Festival

J’y suis resté qui vingtaine de minutes. Au milieu de la rue. Appuyé sur la barrière qui indiquait pour l’occasion « Rue Saint-Jean piétonne ».

Il faisait très beau. Il y avait foule. Les gens déambulaient, détendus, au son des fanfares. Ambiance de festival.

Il y avait cet homme très mince, bermudas noirs, chemise très blanche, les bras croisés, qui marchait seul, cou tendu, regard fixe, apparemment insensible à toute distraction. Ses protubérants mollets m’ont fait penser que ce devait être un vieux cycliste.

Cette femme fin-trentaine aussi, au regard marron, particulièrement perçant. Impossible de ne pas la remarquer avec son élégante petite robe rouge agrémentée de dentelles, ses clavicules saillantes, ses épaules musclées et son bras tatoué. Une femme forte, à n’en pas douter. Je n’aurais pas été surpris d’apprendre qu’elle était trapéziste.
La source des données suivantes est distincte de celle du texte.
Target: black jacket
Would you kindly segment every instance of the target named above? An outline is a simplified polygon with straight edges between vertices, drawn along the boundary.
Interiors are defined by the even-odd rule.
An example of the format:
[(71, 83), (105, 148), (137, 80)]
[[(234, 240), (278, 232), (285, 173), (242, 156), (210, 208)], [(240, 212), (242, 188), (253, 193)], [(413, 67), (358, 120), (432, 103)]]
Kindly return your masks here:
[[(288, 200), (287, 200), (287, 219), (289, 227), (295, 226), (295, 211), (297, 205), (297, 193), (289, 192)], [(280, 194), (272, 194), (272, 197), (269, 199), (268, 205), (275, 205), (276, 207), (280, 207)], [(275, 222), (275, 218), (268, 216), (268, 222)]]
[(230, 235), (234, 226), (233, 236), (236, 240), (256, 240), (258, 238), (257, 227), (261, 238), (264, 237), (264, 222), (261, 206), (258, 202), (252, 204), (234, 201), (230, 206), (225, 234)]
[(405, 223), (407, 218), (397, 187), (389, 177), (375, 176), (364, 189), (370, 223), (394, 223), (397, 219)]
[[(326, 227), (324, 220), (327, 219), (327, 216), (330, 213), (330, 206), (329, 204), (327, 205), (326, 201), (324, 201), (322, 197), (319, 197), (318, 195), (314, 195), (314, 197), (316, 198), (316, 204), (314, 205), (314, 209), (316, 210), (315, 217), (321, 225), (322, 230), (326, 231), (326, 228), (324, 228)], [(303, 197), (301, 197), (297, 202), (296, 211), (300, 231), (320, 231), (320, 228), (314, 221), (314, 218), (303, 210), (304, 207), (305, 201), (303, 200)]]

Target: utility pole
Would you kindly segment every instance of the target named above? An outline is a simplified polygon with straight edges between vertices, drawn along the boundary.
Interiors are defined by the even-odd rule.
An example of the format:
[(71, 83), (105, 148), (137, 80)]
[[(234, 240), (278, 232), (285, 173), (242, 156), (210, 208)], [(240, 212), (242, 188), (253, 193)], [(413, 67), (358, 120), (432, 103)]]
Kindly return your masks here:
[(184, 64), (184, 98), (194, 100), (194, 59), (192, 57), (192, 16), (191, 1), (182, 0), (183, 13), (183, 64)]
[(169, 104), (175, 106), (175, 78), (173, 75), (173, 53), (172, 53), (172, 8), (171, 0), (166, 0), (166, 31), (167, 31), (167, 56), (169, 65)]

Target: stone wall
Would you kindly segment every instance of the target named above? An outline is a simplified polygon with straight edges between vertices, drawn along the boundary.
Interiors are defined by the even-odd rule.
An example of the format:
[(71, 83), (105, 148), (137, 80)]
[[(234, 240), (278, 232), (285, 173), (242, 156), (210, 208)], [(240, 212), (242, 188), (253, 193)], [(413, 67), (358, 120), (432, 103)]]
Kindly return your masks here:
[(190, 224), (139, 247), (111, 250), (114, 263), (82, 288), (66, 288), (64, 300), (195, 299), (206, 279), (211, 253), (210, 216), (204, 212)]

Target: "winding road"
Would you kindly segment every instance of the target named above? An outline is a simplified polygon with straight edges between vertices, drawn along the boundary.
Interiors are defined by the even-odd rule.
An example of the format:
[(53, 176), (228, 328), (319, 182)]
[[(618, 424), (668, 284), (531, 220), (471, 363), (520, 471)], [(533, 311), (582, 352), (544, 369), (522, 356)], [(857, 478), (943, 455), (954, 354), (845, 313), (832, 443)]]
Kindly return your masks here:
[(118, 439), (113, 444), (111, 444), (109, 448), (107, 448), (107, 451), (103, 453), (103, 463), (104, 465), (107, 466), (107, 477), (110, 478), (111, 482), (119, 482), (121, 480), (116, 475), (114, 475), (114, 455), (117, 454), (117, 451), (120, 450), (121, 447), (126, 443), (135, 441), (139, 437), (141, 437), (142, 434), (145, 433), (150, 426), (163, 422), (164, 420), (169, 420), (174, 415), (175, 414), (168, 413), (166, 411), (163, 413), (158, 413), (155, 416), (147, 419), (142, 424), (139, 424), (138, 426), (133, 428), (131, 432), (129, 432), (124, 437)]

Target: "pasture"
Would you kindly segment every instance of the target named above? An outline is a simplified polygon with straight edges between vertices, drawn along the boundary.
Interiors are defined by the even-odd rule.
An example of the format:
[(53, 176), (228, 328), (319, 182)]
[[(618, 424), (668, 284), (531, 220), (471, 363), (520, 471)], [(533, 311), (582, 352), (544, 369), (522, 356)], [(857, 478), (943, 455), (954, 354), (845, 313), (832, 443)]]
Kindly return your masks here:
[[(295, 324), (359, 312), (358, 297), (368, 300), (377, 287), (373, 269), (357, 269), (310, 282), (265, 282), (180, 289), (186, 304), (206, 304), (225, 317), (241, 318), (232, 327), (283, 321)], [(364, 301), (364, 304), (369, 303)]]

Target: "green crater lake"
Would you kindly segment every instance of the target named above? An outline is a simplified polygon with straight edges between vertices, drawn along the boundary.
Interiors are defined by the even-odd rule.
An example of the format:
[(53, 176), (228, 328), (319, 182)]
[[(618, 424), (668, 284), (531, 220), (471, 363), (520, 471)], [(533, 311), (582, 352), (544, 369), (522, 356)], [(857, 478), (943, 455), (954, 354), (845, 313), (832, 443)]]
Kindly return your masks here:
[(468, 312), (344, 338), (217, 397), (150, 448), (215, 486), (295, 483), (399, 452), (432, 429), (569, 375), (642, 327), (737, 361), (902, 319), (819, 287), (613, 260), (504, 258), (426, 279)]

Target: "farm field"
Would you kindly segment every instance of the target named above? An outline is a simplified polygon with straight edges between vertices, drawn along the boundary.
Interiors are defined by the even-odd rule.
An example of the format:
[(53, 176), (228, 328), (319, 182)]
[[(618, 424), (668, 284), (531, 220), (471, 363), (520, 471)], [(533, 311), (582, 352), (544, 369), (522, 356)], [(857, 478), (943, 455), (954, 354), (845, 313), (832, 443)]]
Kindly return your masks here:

Ce n’est que maintenant, en regardant la photo que j’en ai faite, que je remarque la prise athlétique de ses mains sur la poignée de la poussette.

Un peu plus loin, assise sur le trottoir, les pieds dans la rue, il y avait cette petite fille aux cheveux blond clair attachés de chaque côté de la tête. Elle devait avoir deux ans. L’émerveillement se lisait dans ses yeux. Elle portait une camisole bleu pâle. Son père, assis à côté d’elle, était aussi souriant. Il portait une camisole bleu marine. Et juste derrière eux: une poussette des deux mêmes bleus pour le plus grand plaisir du photographe. L’image du bonheur en sandales.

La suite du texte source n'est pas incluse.